Human Nature
- Author: Paul Cornell
- Cover artist: Bill Donohoe
- Series: Doctor Who book: Virgin New Adventures
- Release number: 38
- Subject: Featuring:; Seventh Doctor; Bernice Summerfield;
- Publisher: Virgin Books
- Publication date: May 1995
- Pages: 255
- ISBN: 0-426-20443-3
- Preceded by: Sanctuary
- Followed by: Original Sin

= Human Nature (novel) =

1995 novel by Paul Cornell

Human Nature is an original novel written by Paul Cornell, from a plot by Cornell and Kate Orman, and based on the long-running British science fiction television series Doctor Who. The work began as fan fiction.

The novel was later serialised in e-book form on the BBC Doctor Who website, but was removed from the site in 2010. A prelude to the novel, also penned by Cornell, appeared in Doctor Who Magazine #226, and was also available on the BBC website. It was later adapted into a two-part episode, "Human Nature" and "The Family of Blood" for series 3 of the revival in 2007.

==Plot==
Bernice Summerfield is grieving since the death of Guy de Carnac (as seen in the previous novel, Sanctuary). The Seventh Doctor takes her to a market on a planet called Crex in the Augon system. He quickly sets off, telling her he'll be back in an hour, and Benny finds a pub where she orders a beer and finds a group of female, human, drinking-partners. After Benny's had several drinks with them, the Doctor arrives and places a patch on her cheek — a pad that disperses the alcohol in her system. He tells her that they need to leave immediately, and leads her back to the TARDIS. He hands her a scroll, and tells her he'll see her in three months; and then collapses.

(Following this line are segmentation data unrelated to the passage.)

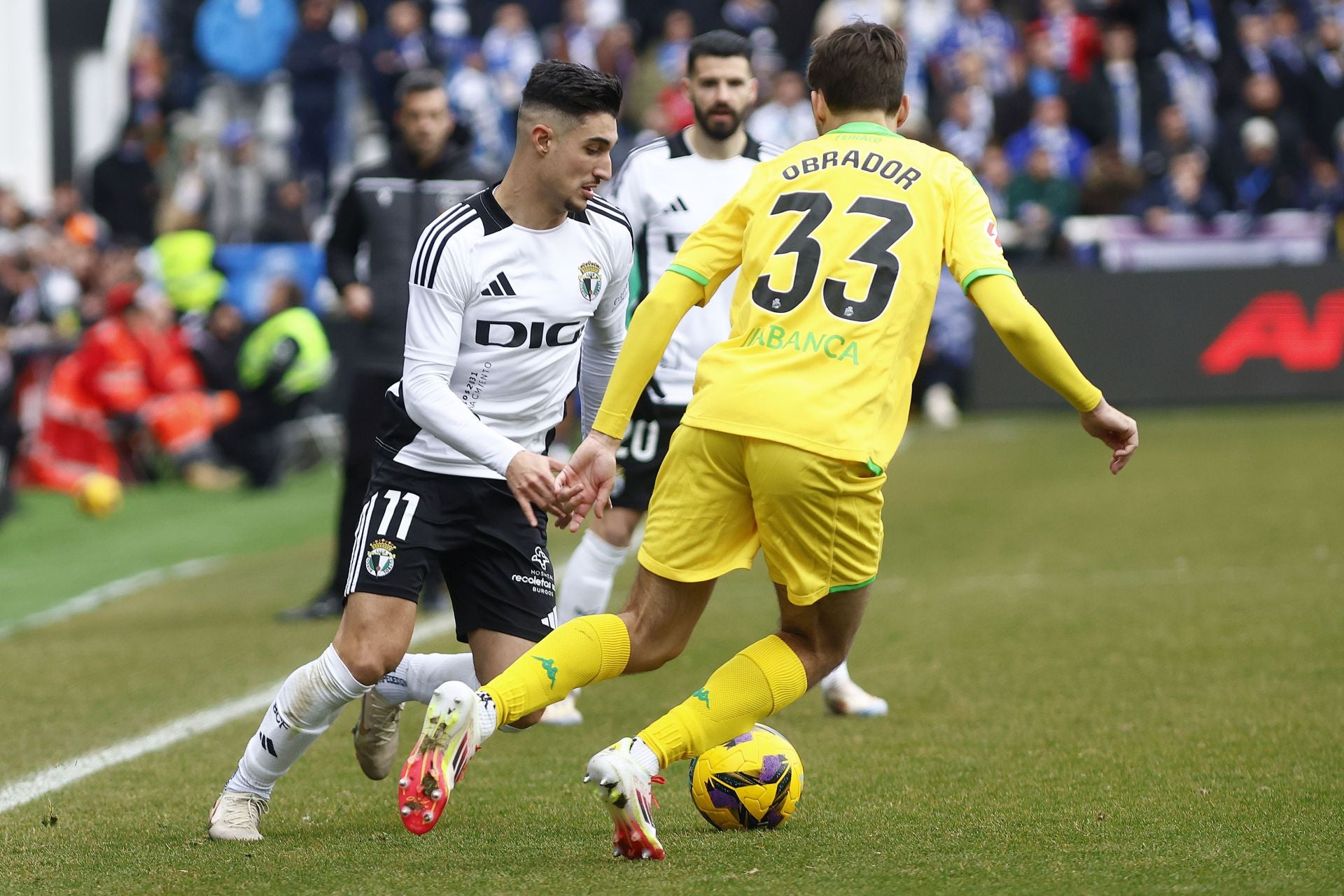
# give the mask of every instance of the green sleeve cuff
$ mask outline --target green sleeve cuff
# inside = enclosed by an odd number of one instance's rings
[[[677,274],[681,274],[681,277],[689,277],[691,279],[694,279],[700,286],[708,286],[710,285],[710,278],[708,277],[706,277],[704,274],[700,274],[698,271],[691,270],[685,265],[668,265],[668,270],[676,271]]]
[[[1003,274],[1008,279],[1016,281],[1017,278],[1012,275],[1012,271],[1007,267],[977,267],[965,277],[961,278],[961,292],[965,293],[970,289],[970,285],[980,279],[981,277],[989,277],[991,274]],[[969,293],[968,293],[969,294]]]

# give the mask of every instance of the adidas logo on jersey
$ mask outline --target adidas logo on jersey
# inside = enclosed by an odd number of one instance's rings
[[[491,285],[481,290],[481,296],[517,296],[517,293],[513,292],[513,285],[508,282],[504,271],[500,271]]]

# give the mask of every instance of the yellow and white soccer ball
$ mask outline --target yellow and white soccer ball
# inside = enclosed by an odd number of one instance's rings
[[[802,759],[774,728],[754,725],[691,760],[691,799],[719,830],[778,827],[802,798]]]
[[[106,473],[89,473],[75,486],[75,506],[98,520],[121,509],[121,482]]]

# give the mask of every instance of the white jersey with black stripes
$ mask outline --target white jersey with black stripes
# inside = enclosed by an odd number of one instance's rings
[[[637,300],[659,282],[685,238],[747,183],[755,164],[781,152],[747,137],[741,156],[706,159],[691,150],[685,132],[680,132],[640,146],[625,159],[607,193],[634,228]],[[649,398],[656,403],[691,402],[700,356],[728,337],[728,300],[735,283],[734,273],[719,286],[723,298],[692,308],[681,318],[649,386]]]
[[[439,215],[411,261],[406,360],[379,450],[503,478],[517,451],[546,449],[577,376],[586,430],[625,339],[632,250],[605,200],[544,231],[513,223],[491,189]]]

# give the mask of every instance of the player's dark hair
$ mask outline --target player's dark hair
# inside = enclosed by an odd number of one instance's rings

Meanwhile, the genesmith Laylock meets with his associates. They plan to follow the Doctor. In a long and dark room, a teenager named Tim awakens from a dream; having had a premonition that everyone will die.

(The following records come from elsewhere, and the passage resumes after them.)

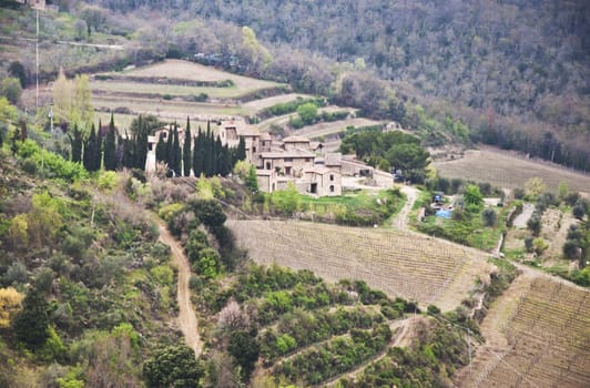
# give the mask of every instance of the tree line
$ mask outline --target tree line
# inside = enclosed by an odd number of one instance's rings
[[[71,161],[81,163],[89,172],[122,169],[145,170],[149,153],[149,135],[160,126],[155,116],[139,115],[131,123],[130,134],[118,133],[114,118],[111,114],[109,127],[103,134],[99,122],[99,130],[92,124],[88,136],[74,124],[69,134],[71,143]],[[192,145],[194,143],[194,146]],[[196,136],[191,134],[191,121],[186,119],[184,142],[181,145],[179,126],[173,130],[161,131],[155,146],[155,160],[167,165],[167,176],[205,175],[227,176],[237,161],[246,159],[246,147],[243,137],[237,147],[223,145],[221,137],[216,137],[207,122],[206,131],[199,127]]]
[[[175,176],[190,176],[191,171],[194,176],[202,174],[205,176],[227,176],[235,163],[245,159],[244,137],[240,137],[237,147],[231,149],[227,144],[222,143],[218,135],[213,134],[210,122],[207,122],[206,131],[200,126],[196,135],[193,136],[189,119],[186,119],[182,146],[179,127],[174,123],[172,131],[160,132],[155,147],[156,162],[166,163],[170,169],[169,173]]]

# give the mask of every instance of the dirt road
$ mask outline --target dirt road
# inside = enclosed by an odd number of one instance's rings
[[[414,186],[401,186],[401,193],[407,197],[404,207],[399,211],[397,217],[391,221],[391,226],[397,227],[398,229],[408,229],[409,213],[416,200],[418,200],[419,190]]]
[[[184,335],[186,345],[199,356],[202,350],[201,337],[199,336],[199,325],[194,314],[193,304],[191,303],[191,290],[189,288],[189,278],[191,277],[191,266],[189,259],[180,244],[170,234],[167,228],[160,224],[160,241],[167,246],[172,254],[172,263],[179,268],[179,327]]]

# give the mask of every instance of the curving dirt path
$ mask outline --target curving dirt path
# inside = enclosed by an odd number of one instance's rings
[[[196,316],[194,314],[193,304],[191,303],[191,290],[189,288],[189,278],[191,277],[191,266],[189,259],[184,255],[184,251],[180,246],[179,242],[174,239],[169,229],[159,223],[160,227],[160,241],[167,246],[172,254],[172,263],[179,269],[179,327],[184,335],[184,341],[194,350],[195,356],[199,356],[202,351],[203,344],[201,343],[201,336],[199,335],[199,325]]]
[[[391,221],[391,226],[397,227],[398,229],[409,229],[409,213],[411,212],[411,207],[414,207],[414,203],[418,200],[419,190],[414,186],[404,185],[401,186],[401,193],[406,195],[407,201],[404,204],[404,207],[399,211],[397,217]]]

Unable to understand Benny's grief on a human level, the Doctor has purchased a device which alters his biodata; transforming him into a human named Dr. John Smith. Smith lives as a history teacher at a public school in 1914 England, and falls in love with a fellow teacher named Joan. However, when alien Aubertides - hoping to acquire Time Lord abilities - attack the school, Smith sacrifices himself and becomes the Doctor once more; as a Time Lord, he is unable to love Joan in the way that the human John Smith did.

==Reception==
In a poll conducted by Doctor Who Magazine to mark the 35th anniversary of Doctor Who (#265, June 1998), Human Nature was voted the readership's favourite novel of the New Adventures series.

==Television adaptation==

Cornell adapted his own work for a two-part story in the 2007 TV series of Doctor Who. The first episode is titled "Human Nature" and the second, "The Family of Blood". The names of many of the human characters in the novel are reused for characters in the television story, which is also set in a boys' school shortly before World War I. The Family of Blood have some resemblance to the descriptions of the antagonists in the novel, though they have different names and have possessed humans from the area rather than being shapeshifters. Finally, the roles of the Seventh Doctor and Benny are replaced by the Tenth Doctor and Martha Jones respectively.

==Prelude==
Doctor Who Magazine published preludes to several New Adventures. The prelude to Human Nature appeared in issue 226. According to Cornell, he wrote his novel's plots with these preludes in mind.

==Sequels==

During the COVID-19 pandemic, several well-regarded episodes of the show were broadcast with live internet commentary from the writers, often paired with new content. Cornell released three interlinked short stories, The Shadow Passes, Shadow of a Doubt, and The Shadow in the Mirror that collectively functioned as a sequel to both the novel and its television adaptation.